The space launch system framework brings to the forefront the implications of multiple stakeholders, market conditions, the convoluted manner in which public sector programs are conceived and implemented, and the perceived smoother and focused manner for private sector efforts. In the public sector case this process is drawn out and typically, the financing structure does not support obtaining the overall best costs. The inter-relationship of demands, brought by various stakeholders serviced by the Public Sector, result in reinforcing behavioral loops that make it virtually impossible to satisfy the needs of the Public Sector enough to ensure global competitiveness for the private sector. The public sector has taken steps to ensure that regulatory and infrastructure capabilities are competitive enablers. In addition, the Public Sector also focuses on reducing the cost-per-pound-to-orbit as a measure of competitive effectiveness or advantage. However, the appropriateness of this measure changes as the customer/supplier relationship changes from Public Sector, to launch service provider, to satellite developer, to the General Public. Measures for these relationships move from cost-per-pound-to-orbit, to providing assurances of affordability, profitability, reliability, capability, and availability to maximizing benefit from a multi-billion dollar revenue stream.

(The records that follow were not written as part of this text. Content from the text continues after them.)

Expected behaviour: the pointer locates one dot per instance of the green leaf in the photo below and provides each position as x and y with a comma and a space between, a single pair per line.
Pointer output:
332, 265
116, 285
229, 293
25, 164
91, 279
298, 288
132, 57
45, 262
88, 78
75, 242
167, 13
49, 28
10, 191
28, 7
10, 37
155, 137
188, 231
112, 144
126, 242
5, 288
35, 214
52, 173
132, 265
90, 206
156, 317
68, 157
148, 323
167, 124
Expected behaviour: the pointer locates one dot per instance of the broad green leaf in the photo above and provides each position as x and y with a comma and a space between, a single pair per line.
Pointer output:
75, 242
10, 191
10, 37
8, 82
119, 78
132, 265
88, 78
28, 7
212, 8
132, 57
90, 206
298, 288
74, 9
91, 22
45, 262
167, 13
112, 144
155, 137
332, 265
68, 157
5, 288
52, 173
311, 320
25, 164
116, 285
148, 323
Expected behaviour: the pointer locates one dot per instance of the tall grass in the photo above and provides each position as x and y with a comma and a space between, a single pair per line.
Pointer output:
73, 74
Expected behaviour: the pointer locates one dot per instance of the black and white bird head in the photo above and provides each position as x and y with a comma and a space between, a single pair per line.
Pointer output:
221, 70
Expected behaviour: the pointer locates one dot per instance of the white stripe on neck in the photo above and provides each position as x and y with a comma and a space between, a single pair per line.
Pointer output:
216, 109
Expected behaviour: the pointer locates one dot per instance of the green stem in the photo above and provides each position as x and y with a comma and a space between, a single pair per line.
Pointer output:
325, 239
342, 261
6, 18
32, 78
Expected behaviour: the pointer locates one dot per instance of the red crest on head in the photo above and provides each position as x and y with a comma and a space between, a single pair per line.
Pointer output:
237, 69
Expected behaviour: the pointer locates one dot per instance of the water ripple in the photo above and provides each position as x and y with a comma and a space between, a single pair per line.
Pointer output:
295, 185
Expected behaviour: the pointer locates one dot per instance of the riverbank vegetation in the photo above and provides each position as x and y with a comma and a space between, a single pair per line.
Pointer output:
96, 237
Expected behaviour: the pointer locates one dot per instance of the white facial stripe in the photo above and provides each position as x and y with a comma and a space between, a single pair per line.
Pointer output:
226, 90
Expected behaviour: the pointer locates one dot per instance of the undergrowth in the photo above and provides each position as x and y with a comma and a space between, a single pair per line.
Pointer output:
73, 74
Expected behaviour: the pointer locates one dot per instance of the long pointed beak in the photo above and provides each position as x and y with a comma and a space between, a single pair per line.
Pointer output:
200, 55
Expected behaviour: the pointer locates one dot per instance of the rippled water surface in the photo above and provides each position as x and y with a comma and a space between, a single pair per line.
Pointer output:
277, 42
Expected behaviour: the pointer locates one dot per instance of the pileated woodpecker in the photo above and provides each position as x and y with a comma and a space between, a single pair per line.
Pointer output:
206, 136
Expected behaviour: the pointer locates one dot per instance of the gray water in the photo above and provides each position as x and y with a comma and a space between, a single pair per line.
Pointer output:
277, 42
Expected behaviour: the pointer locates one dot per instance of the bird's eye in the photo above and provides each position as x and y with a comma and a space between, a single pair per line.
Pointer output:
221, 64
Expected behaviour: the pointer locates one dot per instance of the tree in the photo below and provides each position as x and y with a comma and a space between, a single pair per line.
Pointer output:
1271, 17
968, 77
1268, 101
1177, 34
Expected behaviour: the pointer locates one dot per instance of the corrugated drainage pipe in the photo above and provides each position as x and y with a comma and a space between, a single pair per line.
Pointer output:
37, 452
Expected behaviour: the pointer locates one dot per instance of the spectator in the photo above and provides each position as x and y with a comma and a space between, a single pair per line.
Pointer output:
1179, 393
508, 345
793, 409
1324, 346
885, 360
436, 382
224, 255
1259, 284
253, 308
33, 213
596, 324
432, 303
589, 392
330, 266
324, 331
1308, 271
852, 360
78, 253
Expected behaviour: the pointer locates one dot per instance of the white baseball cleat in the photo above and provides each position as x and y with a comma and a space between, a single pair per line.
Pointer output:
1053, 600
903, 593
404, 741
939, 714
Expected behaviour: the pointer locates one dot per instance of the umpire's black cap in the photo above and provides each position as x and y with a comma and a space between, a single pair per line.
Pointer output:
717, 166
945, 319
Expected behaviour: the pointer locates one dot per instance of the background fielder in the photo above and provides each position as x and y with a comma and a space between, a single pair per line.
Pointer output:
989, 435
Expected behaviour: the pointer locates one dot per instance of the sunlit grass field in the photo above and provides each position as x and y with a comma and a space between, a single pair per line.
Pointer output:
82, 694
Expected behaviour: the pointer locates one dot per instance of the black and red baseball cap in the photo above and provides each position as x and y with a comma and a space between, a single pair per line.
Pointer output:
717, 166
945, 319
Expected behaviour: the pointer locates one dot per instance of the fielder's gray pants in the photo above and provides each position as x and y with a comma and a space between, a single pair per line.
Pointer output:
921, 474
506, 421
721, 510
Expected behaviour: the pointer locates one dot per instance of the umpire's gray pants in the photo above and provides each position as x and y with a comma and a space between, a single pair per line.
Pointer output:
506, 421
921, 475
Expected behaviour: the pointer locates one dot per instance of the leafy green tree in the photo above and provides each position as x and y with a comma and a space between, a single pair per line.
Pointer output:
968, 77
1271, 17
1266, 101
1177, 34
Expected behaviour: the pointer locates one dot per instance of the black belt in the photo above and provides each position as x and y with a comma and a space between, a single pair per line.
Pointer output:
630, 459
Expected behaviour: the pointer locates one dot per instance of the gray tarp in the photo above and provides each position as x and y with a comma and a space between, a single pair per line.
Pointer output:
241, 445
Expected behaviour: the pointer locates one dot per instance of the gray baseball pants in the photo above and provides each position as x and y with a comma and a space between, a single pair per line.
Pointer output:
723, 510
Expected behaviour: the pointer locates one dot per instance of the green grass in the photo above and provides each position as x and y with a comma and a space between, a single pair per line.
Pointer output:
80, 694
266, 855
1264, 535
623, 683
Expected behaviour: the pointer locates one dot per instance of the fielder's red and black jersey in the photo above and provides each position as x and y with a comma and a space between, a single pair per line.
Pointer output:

In the program/project Preparation Phase, these measures manifest themselves in terms of implementation strategies based on market conditions and timing. Lean focuses on value from the customer’s perspective; for this work, its definition is hypothesized to be service oriented and embodies service management features of tangible and intangible elements. Leveraging this definition, service embodies the act, perceived quality and cost to the customer: the same attributes that epitomize the amorphous and dynamic formulation environment associated with the Preparation Phase. This hypothesized expression of value is verified through case study of cancelled launch vehicle programs, analysis of system performance parameters that drive launch system costs, congressional records, interviews with industry participants, surveys and other artifacts from other industries that develop complex systems (i.e., shipbuilding, offshore exploration and cargo aircraft).